Thnx for the detailed explanation. The only issue at this point is getting the money together to pay for bimax in addition to everything else I want to do (eye area surgery, etc.). Also, the only potential downside to getting bimax for me would be the fact that I would basically be throwing away the wraparound jaw implant that has already been designed and manufactured based on my current CT scan. I currently have custom midface and chin implants in my face, but a full custom wraparound implant was actually designed for me and is being stored at my surgeon's office. I was planning on going back to him soon to have the rest of the wraparound implant put in, but if I decide to do bimax surgery that would obviously put those plans on hold since a new wraparound implant would have to be created.

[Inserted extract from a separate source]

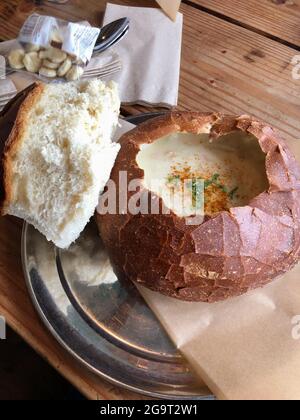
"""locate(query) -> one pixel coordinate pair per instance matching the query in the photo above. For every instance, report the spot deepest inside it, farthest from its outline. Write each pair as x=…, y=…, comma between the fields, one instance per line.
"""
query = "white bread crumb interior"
x=65, y=158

Quick question - what if I wanted to go the more conservative route and just get a lip lift but no bimax? Would that give me the majority of the aesthetic improvement I'd get from bimax from the frontal perspective?

BTW, I'm also considering getting Botox injections into the eyebrow region to try and simulate what having a lower brow ridge might look like (might look retarded though)


----------



## Deleted member 3962 (Mar 30, 2020)

SurgerySoon said:


> Thnx for the detailed explanation. The only issue at this point is getting the money together to pay for bimax in addition to everything else I want to do (eye area surgery, etc.). Also, the only potential downside to getting bimax for me would be the fact that I would basically be throwing away the wraparound jaw implant that has already been designed and manufactured based on my current CT scan. I currently have custom midface and chin implants in my face, but a full custom wraparound implant was actually designed for me and is being stored at my surgeon's office. I was planning on going back to him soon to have the rest of the wraparound implant put in, but if I decide to do bimax surgery that would obviously put those plans on hold since a new wraparound implant would have to be created.
> 
> Quick question - what if I wanted to go the more conservative route and just get a lip lift but no bimax? Would that give me the majority of the aesthetic improvement I'd get from bimax from the frontal perspective?


No problem. Yeah, surgeries are infuriatingly expensive. Do you have a morph of what you would look like with the jaw implant?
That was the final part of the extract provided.